The digitization of the world around us continues to move forward at a rapid pace. It has brought convenience to our daily tasks, communication, education, and work. Along with the growth of everything digital is the importance of the accessibility of everything digital, which will allow everyone to reap the benefits of this digital transformation. As we build the digital world, we have the obligation and opportunity right now to make it accessible to people with disabilities, just as we have been doing with the physical world since the passage of the Americans with Disabilities Act in 1990.
5 Ways to quantify the digital transformation
Mobile and smartphones
In 2019, the number of people using mobile phones was predicted to exceed 5 billion. Mobile phone usage continues to grow. Back In 2016, it was estimated that 62.9% of the world population owned a mobile phone, and in 2019 the number was expected to jump to about 67%. Looking specifically at smartphones, estimates had the total number of users reaching 2.7 billion by 2019.
In the United States, 81% of people now own a smartphone (and 96% of 18-to 29-year-olds do).
If accessibility isn't part of mobile CX, testing, and compliance strategies, the legal and opportunity risks are tremendous.
Further reading: Don't Overlook iOS and Android Testing for Accessibility
Banking and financial services
Forecasts indicated that the number of users of digital banking in 2019 was set to exceed 161 million in the United States, which is more than a 20% increase during the past five years.
Consumers now prefer to bank digitally. A Provident Bank survey found that only 20% of participants wanted to visit a physical bank location rather than do their banking through digital channels. The increased use of mobile phones has contributed toward the shift. Banking digitally allows users to bank within their own schedules instead of traveling to a physical location during operating hours.
The importance of digital accessibility in banking can't be overstated. People's lives and livelihoods can be closely tied to financial services, and everyone, of course, needs to be able to access them. Further, financial abuse disproportionately targets people with disabilities; when people have to rely on the help of others instead of completing digital tasks independently, that risk increases further.
Further reading: Accessibility Is Privacy and Security
About a third of all college students are taking at least one online course. A survey conducted by the Babson Survey Research group found an increase in distance learning enrollments for the fourteenth straight year in 2016. A Learninghouse and Aslanian Market Research survey showed that eventually one-third of college students will study online, one-third on campus, and one-third studying both online and on campus. Online degrees are becoming more popular and accepted more readily.
Yet the accessibility of online education materials, as well as the public resources education institutions offer through their websites, remains lacking too often. If a PDF is not tagged to be accessible, for example, people who use certain assistive technologies will not be able to read it, or read it properly. If a video does not have captions, people who are deaf will not receive the spoken messages. These critical oversights persist in online education, but with awareness and diligence, this can change.
- Websites of Nation's Top Elementary Schools Have Major Accessibility Barriers During Coronavirus Crisis
- Some of New York's Largest Public High Schools Trailing Nation's Elementary Schools in Website Accessibility
The ever-increasing presence of online home-delivery trucks alone should be evidence enough of the increase in eCommerce and online shopping. In 2019, 16% of total retail sales for the year came from online spending. And, online sales by U.S. merchants continued to grow, with a 14.9% increase from 2018 to 2019, exceeding the 13.6 % from 2017 to 2018.
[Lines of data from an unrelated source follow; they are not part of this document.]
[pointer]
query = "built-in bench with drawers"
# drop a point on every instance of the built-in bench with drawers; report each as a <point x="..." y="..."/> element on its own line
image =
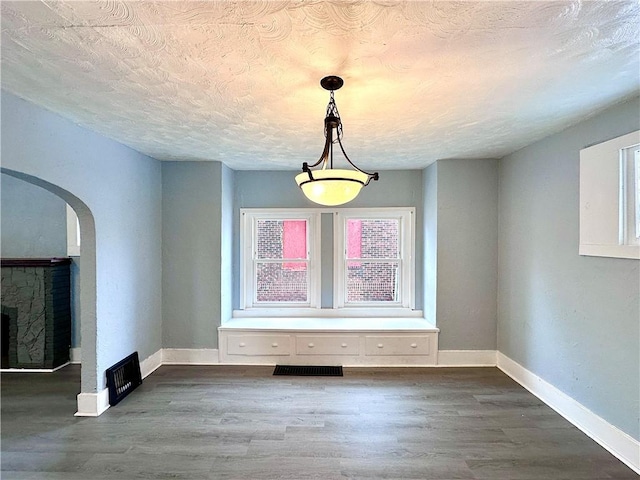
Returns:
<point x="329" y="341"/>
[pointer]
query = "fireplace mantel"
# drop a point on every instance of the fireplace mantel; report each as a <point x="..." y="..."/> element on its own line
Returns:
<point x="33" y="262"/>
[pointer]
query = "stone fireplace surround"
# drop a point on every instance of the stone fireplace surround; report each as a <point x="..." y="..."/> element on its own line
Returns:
<point x="36" y="312"/>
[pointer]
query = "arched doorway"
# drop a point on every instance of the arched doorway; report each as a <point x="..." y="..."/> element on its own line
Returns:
<point x="87" y="280"/>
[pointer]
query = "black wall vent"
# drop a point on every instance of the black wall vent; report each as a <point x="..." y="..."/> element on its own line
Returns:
<point x="123" y="378"/>
<point x="308" y="370"/>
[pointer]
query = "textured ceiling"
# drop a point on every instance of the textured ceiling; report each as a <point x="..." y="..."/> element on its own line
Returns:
<point x="238" y="82"/>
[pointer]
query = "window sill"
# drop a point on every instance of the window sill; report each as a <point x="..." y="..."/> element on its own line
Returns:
<point x="333" y="324"/>
<point x="342" y="313"/>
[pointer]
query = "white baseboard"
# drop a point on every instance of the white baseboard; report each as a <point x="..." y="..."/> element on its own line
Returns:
<point x="75" y="355"/>
<point x="621" y="445"/>
<point x="190" y="356"/>
<point x="92" y="404"/>
<point x="150" y="364"/>
<point x="467" y="358"/>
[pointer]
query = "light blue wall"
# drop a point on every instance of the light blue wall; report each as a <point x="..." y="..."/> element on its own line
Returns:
<point x="117" y="195"/>
<point x="192" y="221"/>
<point x="278" y="189"/>
<point x="572" y="320"/>
<point x="467" y="254"/>
<point x="226" y="243"/>
<point x="430" y="235"/>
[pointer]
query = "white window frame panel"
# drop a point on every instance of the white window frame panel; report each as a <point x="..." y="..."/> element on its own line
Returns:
<point x="248" y="220"/>
<point x="73" y="233"/>
<point x="609" y="198"/>
<point x="406" y="218"/>
<point x="630" y="195"/>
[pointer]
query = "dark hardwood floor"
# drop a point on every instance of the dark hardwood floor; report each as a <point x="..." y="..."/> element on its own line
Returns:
<point x="236" y="422"/>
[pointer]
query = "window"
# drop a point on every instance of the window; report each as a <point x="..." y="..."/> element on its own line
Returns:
<point x="630" y="195"/>
<point x="371" y="251"/>
<point x="610" y="198"/>
<point x="280" y="260"/>
<point x="73" y="233"/>
<point x="374" y="258"/>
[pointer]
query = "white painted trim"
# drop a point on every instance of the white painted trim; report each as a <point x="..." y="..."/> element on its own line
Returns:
<point x="33" y="370"/>
<point x="190" y="356"/>
<point x="467" y="358"/>
<point x="151" y="364"/>
<point x="92" y="404"/>
<point x="346" y="313"/>
<point x="75" y="355"/>
<point x="620" y="444"/>
<point x="616" y="251"/>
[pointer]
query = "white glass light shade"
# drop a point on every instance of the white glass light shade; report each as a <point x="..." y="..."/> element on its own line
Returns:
<point x="332" y="187"/>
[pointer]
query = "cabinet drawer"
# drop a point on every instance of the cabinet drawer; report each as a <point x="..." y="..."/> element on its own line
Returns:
<point x="259" y="345"/>
<point x="327" y="345"/>
<point x="397" y="345"/>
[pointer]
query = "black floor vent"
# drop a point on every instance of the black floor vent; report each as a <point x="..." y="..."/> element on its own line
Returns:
<point x="308" y="370"/>
<point x="123" y="378"/>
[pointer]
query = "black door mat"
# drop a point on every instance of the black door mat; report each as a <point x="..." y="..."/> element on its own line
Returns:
<point x="308" y="370"/>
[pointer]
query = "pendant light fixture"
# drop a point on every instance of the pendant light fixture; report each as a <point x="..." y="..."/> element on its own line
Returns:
<point x="327" y="185"/>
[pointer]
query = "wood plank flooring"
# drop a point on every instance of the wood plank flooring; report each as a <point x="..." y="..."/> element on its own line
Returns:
<point x="237" y="422"/>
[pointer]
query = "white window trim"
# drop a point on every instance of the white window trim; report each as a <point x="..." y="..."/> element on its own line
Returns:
<point x="604" y="212"/>
<point x="406" y="217"/>
<point x="73" y="233"/>
<point x="248" y="218"/>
This year, which is not usual, certainly, that number could likely be much higher, as people adjust their social and shopping habits, turning to online shopping even more due to COVID-19.
Further reading: Online Shopping and ADA Compliance: What You Need to Know
Patients are continuing to get more access to their health data through systems like patient portals. The type of information available to patients through portals are lab results, visit summaries, immunizations, allergies, and medications. In an ONC data brief, 52% of patients were given access to their medical records in 2017, rising from 42 percent in 2014.
Telemedicine is expected to continue growing as well. In 2018, the number of telemedicine patients was projected to be seven million. Virtual visits with doctors eliminate waiting times in offices and emergency rooms, and often come with lower copays than in-office visits. Patients, employers, insurance companies and the healthcare industry are becoming more accepting, and even demanding of telemedicine as technology advances.
Again, in the current times, the importance digital access to healthcare services is at an all-time high, and the numbers for this year will almost certainly skyrocket.